UCL School of Management is delighted to welcome Vishal Singh, NYU, Stern, to host a research seminar discussing ‘ Psychological Insights from Field Data’.
In every aspect of our daily lives, from the way we shop, communicate, or socialize, we are both consuming and creating vast amounts of information. More often than not, these daily activities create a trail of digitized data that is stored, mined, and analyzed by firms hoping to create valuable business intelligence. The objective of this talk is to demonstrate how such large databases can provide useful psychological insights pertinent to academic research, business practices, and public policy. The basic contention is that when aggregated over a large number of individuals, seemingly innocuous activities such as a web search or a casual trip to a neighborhood store can reflect aspects of our deep-rooted ideologies, values, and personality traits.
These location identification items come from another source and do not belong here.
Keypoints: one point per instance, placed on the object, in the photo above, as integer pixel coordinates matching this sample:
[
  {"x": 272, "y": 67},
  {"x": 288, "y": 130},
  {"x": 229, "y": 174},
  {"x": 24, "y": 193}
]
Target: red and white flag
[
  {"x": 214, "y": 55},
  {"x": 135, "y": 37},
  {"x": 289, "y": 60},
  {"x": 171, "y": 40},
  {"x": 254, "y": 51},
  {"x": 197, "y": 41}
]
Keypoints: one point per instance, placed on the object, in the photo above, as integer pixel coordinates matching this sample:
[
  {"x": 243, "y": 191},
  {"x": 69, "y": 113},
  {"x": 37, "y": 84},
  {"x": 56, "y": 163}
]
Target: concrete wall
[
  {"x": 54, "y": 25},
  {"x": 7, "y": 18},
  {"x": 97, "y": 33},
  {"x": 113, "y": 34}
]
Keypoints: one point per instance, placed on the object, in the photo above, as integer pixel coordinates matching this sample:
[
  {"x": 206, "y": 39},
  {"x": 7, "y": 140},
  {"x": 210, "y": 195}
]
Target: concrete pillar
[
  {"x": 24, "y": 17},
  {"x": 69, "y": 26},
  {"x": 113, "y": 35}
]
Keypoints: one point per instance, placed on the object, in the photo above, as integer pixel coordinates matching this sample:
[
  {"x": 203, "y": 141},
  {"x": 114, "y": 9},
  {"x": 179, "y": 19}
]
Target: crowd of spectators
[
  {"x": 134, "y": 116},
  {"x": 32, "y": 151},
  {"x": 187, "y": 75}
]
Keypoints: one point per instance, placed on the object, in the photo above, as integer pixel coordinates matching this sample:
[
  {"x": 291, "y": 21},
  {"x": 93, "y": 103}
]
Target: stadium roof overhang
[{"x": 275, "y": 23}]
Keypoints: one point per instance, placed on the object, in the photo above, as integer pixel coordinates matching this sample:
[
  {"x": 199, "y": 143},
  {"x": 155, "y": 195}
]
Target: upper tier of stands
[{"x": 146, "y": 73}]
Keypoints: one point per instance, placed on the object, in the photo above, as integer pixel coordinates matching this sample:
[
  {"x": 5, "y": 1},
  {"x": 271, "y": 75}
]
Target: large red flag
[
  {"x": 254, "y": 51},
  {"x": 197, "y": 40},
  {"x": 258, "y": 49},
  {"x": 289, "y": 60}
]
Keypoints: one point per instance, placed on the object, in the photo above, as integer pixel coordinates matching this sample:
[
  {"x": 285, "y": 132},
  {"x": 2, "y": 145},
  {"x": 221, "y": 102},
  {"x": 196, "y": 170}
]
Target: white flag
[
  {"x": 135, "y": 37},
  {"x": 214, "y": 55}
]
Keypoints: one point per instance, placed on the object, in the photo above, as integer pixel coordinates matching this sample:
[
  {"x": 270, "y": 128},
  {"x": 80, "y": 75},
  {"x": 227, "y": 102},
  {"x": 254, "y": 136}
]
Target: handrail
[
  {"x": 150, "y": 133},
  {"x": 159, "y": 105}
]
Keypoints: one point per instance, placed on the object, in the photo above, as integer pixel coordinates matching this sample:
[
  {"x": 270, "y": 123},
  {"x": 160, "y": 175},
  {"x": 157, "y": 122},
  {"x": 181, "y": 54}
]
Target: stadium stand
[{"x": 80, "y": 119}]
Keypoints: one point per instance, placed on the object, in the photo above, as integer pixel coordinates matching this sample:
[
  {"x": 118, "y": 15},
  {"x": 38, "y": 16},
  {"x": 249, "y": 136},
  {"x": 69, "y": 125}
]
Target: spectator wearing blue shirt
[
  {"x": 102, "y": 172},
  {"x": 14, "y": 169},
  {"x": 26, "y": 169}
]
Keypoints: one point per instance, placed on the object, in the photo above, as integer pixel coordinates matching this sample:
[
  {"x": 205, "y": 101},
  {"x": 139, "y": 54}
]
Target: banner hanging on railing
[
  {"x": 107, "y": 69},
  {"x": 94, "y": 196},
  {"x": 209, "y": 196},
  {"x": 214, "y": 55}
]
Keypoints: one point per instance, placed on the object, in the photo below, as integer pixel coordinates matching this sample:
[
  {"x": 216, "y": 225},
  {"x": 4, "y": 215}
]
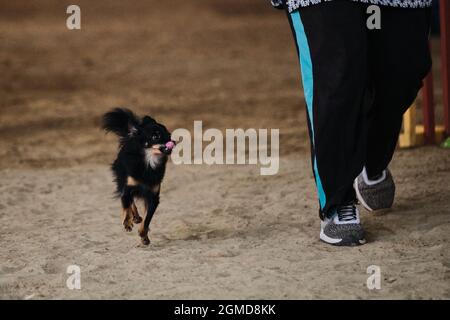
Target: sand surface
[{"x": 220, "y": 231}]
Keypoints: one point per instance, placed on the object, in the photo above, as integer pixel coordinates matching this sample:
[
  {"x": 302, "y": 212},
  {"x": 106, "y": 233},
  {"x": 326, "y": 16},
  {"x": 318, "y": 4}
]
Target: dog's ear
[
  {"x": 147, "y": 120},
  {"x": 121, "y": 121}
]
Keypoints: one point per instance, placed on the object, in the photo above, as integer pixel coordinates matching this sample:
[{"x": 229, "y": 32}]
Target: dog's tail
[{"x": 120, "y": 121}]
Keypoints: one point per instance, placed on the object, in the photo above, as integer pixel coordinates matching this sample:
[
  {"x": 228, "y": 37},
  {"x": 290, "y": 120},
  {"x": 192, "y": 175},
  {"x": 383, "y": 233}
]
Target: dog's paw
[
  {"x": 145, "y": 241},
  {"x": 137, "y": 219}
]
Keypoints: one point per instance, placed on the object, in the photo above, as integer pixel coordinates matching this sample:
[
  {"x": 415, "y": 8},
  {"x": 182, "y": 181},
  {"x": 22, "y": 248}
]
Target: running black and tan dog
[{"x": 144, "y": 147}]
The talk will provide examples in three domains. The first part provides case studies on how supermarket scanner data (used extensively in marketing and economics) can be used to examine issues such as aging and decision making, hoarding behavior, and public health. The second part uses a large data set from the CDC to study life satisfaction in America. An interactive visualization on responses from over 1.5 million Americans can be found here: (http://bit.ly/1HVWVpm). Besides confirming several findings from the literature, the visualization provides many novel insights related to neighborhood characteristics and reactions to ‘adverse’ events. Finally, I will provide several examples on how data on web searches can be useful for research in social sciences on topics ranging from gun violence and health, to pornography and inference of personality traits.